Foreign substance is defined in Ohio Adm.Code 3769-8-01(A)(2) as follows:
"Foreign Substances" shall mean all classified substances, except those which exist naturally in the untreated horse at normal physiological concentrations, and shall include all narcotics, stimulants, depressants or other drugs.
Appellant contends that the substance detected in the urine sample was a natural substance because the horse had processed the Albuterol and combined sulfate with it. Appellant also argues that no unaltered Albuterol was found in the horse's urine, thus only the metabolite was detected in the horse's urine after it had been processed by the horse, and therefore no foreign substance was found in the horse's body on race day.
A review of the record shows that the trial court did review the evidence and that substantial, reliable, and probative evidence was presented in support of the Commission's determination that First Choice had Albuterol in its system on race day. It is undisputed that Albuterol was administered to First Choice more than 48 hours prior to race day. Also, it was undisputed that, after the race, the drug was still present in the urine of the horse. The fact that the drug had been processed and combined with sulfates in the horse's body is irrelevant. The horse's urine was tested using reliable scientific drug testing methodology and came back with a positive result for Albuterol. All of appellant's arguments to the contrary cannot alter this fact. Therefore, the trial court did not abuse its discretion in this regard.

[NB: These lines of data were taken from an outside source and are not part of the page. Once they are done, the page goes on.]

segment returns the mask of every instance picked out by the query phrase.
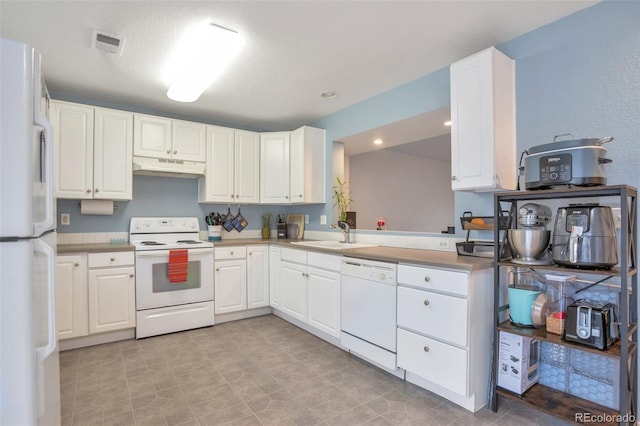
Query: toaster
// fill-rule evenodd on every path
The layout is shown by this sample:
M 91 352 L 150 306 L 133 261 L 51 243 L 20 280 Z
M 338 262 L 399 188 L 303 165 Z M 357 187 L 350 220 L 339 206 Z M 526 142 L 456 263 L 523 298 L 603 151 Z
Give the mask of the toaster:
M 619 338 L 615 305 L 577 300 L 567 306 L 563 339 L 605 350 Z

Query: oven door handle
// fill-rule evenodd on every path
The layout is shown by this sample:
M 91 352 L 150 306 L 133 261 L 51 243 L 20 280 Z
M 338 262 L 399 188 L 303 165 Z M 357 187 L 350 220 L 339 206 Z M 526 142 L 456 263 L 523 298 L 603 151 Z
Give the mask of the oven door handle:
M 176 249 L 178 250 L 178 249 Z M 198 255 L 198 254 L 213 254 L 213 248 L 203 248 L 203 249 L 188 249 L 189 256 Z M 171 250 L 143 250 L 136 251 L 136 257 L 162 257 L 169 256 L 169 252 Z

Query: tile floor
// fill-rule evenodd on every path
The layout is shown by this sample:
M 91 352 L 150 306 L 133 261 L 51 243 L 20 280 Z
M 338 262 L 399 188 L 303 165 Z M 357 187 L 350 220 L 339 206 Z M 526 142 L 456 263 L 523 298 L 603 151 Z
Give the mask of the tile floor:
M 565 425 L 476 414 L 274 316 L 60 354 L 63 425 Z

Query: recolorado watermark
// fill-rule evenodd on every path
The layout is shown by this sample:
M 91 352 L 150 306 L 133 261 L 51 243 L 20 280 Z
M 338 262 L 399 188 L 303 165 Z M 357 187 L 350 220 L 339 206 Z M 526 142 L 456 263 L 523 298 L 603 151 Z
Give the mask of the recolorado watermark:
M 633 414 L 593 414 L 575 413 L 573 421 L 576 423 L 626 423 L 635 424 L 636 417 Z

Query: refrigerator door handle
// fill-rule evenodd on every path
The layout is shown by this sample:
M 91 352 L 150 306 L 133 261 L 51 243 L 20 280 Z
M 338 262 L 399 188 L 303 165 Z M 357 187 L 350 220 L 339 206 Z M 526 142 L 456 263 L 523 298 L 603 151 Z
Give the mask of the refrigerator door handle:
M 44 253 L 47 257 L 47 344 L 36 349 L 37 377 L 38 382 L 38 415 L 44 416 L 45 412 L 45 383 L 44 383 L 44 362 L 56 350 L 58 345 L 56 335 L 56 300 L 54 293 L 55 283 L 55 253 L 46 243 L 35 240 L 35 250 Z
M 49 120 L 38 112 L 35 114 L 34 124 L 42 127 L 40 143 L 40 174 L 44 169 L 45 185 L 45 217 L 42 222 L 33 224 L 34 235 L 41 235 L 49 230 L 54 221 L 53 217 L 53 127 Z

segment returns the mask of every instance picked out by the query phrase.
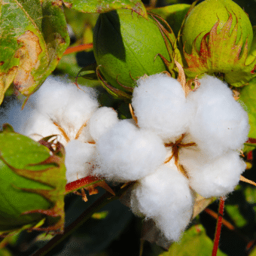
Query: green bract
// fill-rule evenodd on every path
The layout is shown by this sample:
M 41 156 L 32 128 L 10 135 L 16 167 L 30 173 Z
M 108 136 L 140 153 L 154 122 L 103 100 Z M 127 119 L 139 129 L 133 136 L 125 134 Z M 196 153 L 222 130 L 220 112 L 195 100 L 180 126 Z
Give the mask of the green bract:
M 180 33 L 189 77 L 222 73 L 224 80 L 236 87 L 252 78 L 252 26 L 245 11 L 233 1 L 206 0 L 192 8 Z
M 99 15 L 94 29 L 94 55 L 99 71 L 116 96 L 130 97 L 135 80 L 166 70 L 160 56 L 169 59 L 165 41 L 156 22 L 129 10 Z
M 5 125 L 0 133 L 0 235 L 23 229 L 63 231 L 66 180 L 60 144 L 50 154 Z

Appellant also argues the Commission's decision is arbitrary because there exists a threshold level for cocaine which would allow a horse to have a miniscule amount of cocaine detected in the sample and the test would still be reported out as negative, while any detectable amount of Albuterol is considered a violation. Without additional information as to testing methodology for cocaine and other foreign substances, it is impossible to know why the rules are interpreted as they are. It is quite possible that there are limits to the ability of laboratories to test for some substances without the danger of false positives or contamination. The medication rules are designed to protect the integrity of horse racing, guard the health of the horses, and safeguard the public and racing participants. Ohio Adm.Code 3769-8-01(B)(1). Therefore, this kind of inquiry is more properly addressed to the rulemaking authority of the Commission. Appellant's first assignment of error is overruled.

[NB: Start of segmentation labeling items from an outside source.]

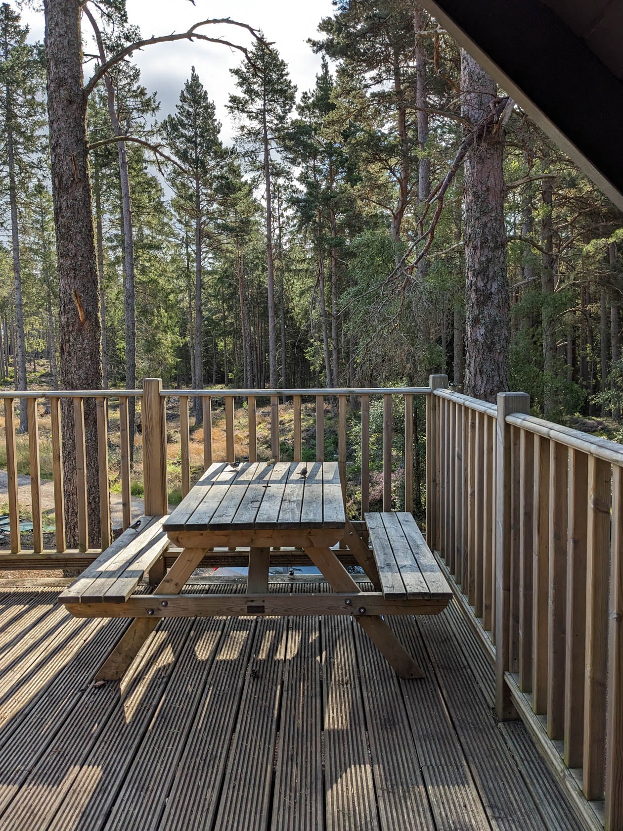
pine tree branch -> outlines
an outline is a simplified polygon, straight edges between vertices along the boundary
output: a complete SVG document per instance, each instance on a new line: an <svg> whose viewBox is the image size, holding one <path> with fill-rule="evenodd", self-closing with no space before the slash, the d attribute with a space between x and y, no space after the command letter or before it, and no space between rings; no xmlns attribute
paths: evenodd
<svg viewBox="0 0 623 831"><path fill-rule="evenodd" d="M166 153L163 153L158 145L152 145L150 142L145 141L145 139L137 139L133 135L113 135L110 139L101 139L100 141L94 141L92 145L88 145L86 150L87 152L90 150L96 150L98 147L105 147L106 145L114 145L118 141L132 141L136 145L142 145L143 147L146 147L148 150L150 150L155 155L162 156L163 159L166 159L166 160L170 162L171 165L174 165L175 167L181 170L185 176L190 177L190 174L186 168L182 167L179 161L176 161ZM156 164L158 164L157 160ZM158 167L159 170L159 165ZM160 172L162 171L160 170Z"/></svg>
<svg viewBox="0 0 623 831"><path fill-rule="evenodd" d="M84 88L85 96L88 97L91 95L98 81L101 81L106 72L115 66L115 64L123 61L125 57L131 55L132 52L143 49L145 47L152 46L155 43L170 43L174 41L183 40L192 41L195 38L200 41L207 41L208 43L219 43L222 46L229 47L232 49L238 49L238 52L241 52L246 57L247 61L253 66L253 61L248 51L245 47L240 46L239 43L233 43L230 41L223 40L222 37L208 37L207 35L203 35L197 31L197 29L202 26L211 26L218 23L225 23L229 26L237 26L242 29L246 29L248 32L250 32L253 37L255 37L260 43L263 43L266 47L270 45L263 39L263 37L261 37L257 29L254 29L248 23L241 23L237 20L232 20L230 17L214 17L208 18L207 20L201 20L191 26L187 32L179 32L178 34L171 33L170 35L161 35L157 37L147 37L145 40L135 41L134 43L130 43L128 46L124 47L123 49L120 50L116 52L116 54L110 57L105 63L104 63L94 72L91 80Z"/></svg>

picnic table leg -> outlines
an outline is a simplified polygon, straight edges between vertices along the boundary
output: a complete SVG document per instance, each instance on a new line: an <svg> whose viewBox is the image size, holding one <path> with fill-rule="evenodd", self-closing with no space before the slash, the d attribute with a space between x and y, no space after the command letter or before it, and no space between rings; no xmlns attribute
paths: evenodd
<svg viewBox="0 0 623 831"><path fill-rule="evenodd" d="M346 519L347 536L346 545L352 552L353 557L363 568L370 578L370 582L375 588L375 591L380 591L380 580L379 578L379 569L376 568L376 561L374 554L361 539L355 530L352 523Z"/></svg>
<svg viewBox="0 0 623 831"><path fill-rule="evenodd" d="M247 592L249 594L265 594L268 591L270 553L270 548L249 548L247 577Z"/></svg>
<svg viewBox="0 0 623 831"><path fill-rule="evenodd" d="M334 592L360 593L359 586L331 548L306 548L305 553L326 578ZM399 677L424 677L416 661L380 615L354 614L353 617Z"/></svg>
<svg viewBox="0 0 623 831"><path fill-rule="evenodd" d="M179 594L208 548L184 548L158 584L154 594ZM159 617L136 617L102 664L96 681L119 681L158 626Z"/></svg>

In his second assignment of error, appellant contends the two rules under which appellant was charged are in conflict and must be read in pari materia. Under appellant's interpretation of the rules, appellant should be permitted to rebut any presumption of negligence, and in this case appellant claims he did so successfully.
In Belcher, this court addressed the interplay between the two provisions and found the degree of culpability is relevant in terms of establishing a violation only in connection with Ohio Adm.Code 3769-8-01(B), the prima facie rule, but not Ohio Adm.Code 3769-8-01(A), the absolute insurer rule. Id. Under the absolute insurer rule, however, evidence of appellant's lack of culpability is relevant in terms of mitigation, but not in terms of whether or not a violation has been established. See id; Ohio Adm.Code 3769-8-02(A) and (B).
Here, the penalty selected by the Commission was within the range of sanctions permitted, and this court does not have the authority to modify that decision if the Commission's decision is supported by reliable, probative and substantial evidence and is supported by law. Belcher, at ∂ 18 and 19. See, also, Henry's Cafe, Inc. v. Bd. of Liquor Control (1959), 170 Ohio St. 233. Appellant's second assignment of error is overruled.
Based on the foregoing, appellant's assignments of error are overruled, and the judgment of the Franklin County Court of Common Pleas is affirmed.